This submission makes several recommendations, including continuing with the Tax White Paper process, repealing the so-called ‘work test’ for superannuation contributions and indexing the LISTO to increases in the Super Guarantee rate.
Continue Tax White Paper process
Many submission ahead of the 2016/17 Budget were limited due to an assumption that the Government was proceeding with the announced Tax White Paper process. Submissions to the Budget process closed on the 5th of February 2016. On the same day the Prime Minister Malcolm Turnbull said: “I think given we’re so close to the Budget, the Budget will be, for all practical purposes, the White Paper”.
Considerable effort and expense was put into the Tax White Paper process, and it should be continued for the same reasons that it was started. There is a benefit in having a well-considered and consultative process to develop a framework for tax policy.
I recommend the Government continue the Tax White Paper process, with a Green Paper to be released in 2017 based on existing submissions following an additional consultative process to include taxes and topics excluded from the initial discussion paper, ahead of the release of a White Paper in due course.
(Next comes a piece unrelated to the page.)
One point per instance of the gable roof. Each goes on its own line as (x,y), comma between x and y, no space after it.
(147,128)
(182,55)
Repeal ‘work test’ for superannuation contributions
I urge the Government to proceed with a repeal of the ‘work test’, which restricts the ability of people aged 65-74 to contribute to superannuation.
Repealing the so-called work test was proposed in the 2016/17 Budget, but dropped as part of the changes to the non-concessional contributions cap.
The 2016/17 Budget papers say repealing the work test would:
“…simplify the superannuation system for older Australians and allow them to increase their retirement savings, especially from sources that may not have been available to them before retirement, including from downsizing their home.”
This reasoning for the repeal of the work test stands and I encourage the Government to include it in the 2017/18 Budget.
Index Low Income Superannuation Tax Offset (LISTO) to increases in Super Guarantee rate
The Low Income Superannuation Tax Offset (LISTO) should be increased and indexed so that it keeps pace with increases to the Superannuation Guarantee rate.
The Explanatory Materials to the Treasury Laws Amendment (Fair and Sustainable Superannuation) Act 2016, which introduced the LISTO, says:
“The low income superannuation tax offset seeks to effectively return the tax paid on concessional contributions by an individual’s superannuation fund…”
However this will not be fully achieved under the LISTO as it is structured. The LISTO is very similar to the Low Income Superannuation Contribution (LISC). When the LISC was introduced it offset the full amount of contributions tax – $500 – a low income earner would pay on their compulsory Superannuation Guarantee contributions (9% of $37,000 equals $3,330, $3,330 at 15% equals $499.50). However provision was not made to increase the LISC when the Superannuation Guarantee (SG) rate increased.
As such, as the SG rate increases, the LISTO fails to offset the full amount of contributions tax, meaning some low income earners will pay more tax on some of their superannuation contributions than they would on their salary and wages.
The LISTO should be indexed to increases in the SG rate, so that it fully offsets the contributions tax on the compulsory employer superannuation contributions for low income earners.
Faster increase t0 12% Superannuation Guarantee rate
I urge the Government to reconsider the decision to delay increases to the Superannuation Guarantee (SG) rate beyond what was previously scheduled.
The SG rate was set to reach 12% on 1 July 2019, however it is now not scheduled to reach this level until 1 July 2025.
I urge the Government to reconsider this delay in reaching a 12% SG rate.
Encourage the use of corporate trustees for SMSFs
SMSFs are increasingly being set up with individual trustees rather than corporate trustees. The latest ATO SMSF statistics show that only 7.24% of SMSFs registered in 2015/16 had a corporate trustee.
This is part of a trend away from corporate trustees for SMSFs, which was remarked on by the Super System Review, also known as the Cooper Review. The final report of the Review said:
“The Panel and various stakeholders have expressed their surprise at this trend in various consultations and submissions. It is widely accepted by professionals and the ATO that a corporate trustee is superior.”
Corporate trustees for SMSFs do involve higher setup costs than individual trustees, however they also offer limited liability and require fewer changes upon the death of a member, easier removal and addition of members and clearer ownership of assets.
I recommend the 2017/18 Federal Budget include two measures to encourage the use of corporate trustees for SMSFs. Firstly, though ASIC offers a lower annual fee for special purpose companies, the setup fee remains. This ASIC fee can represent over 90% of the cost of a company, from some providers. Provision should be made in the budget for ASIC to reduce this fee for SMSF trustee special purpose companies.
Secondly, provision should be made for research into why individual trustees are increasingly being chosen for SMSFs. Based on this research an education campaign could be conducted by the ATO.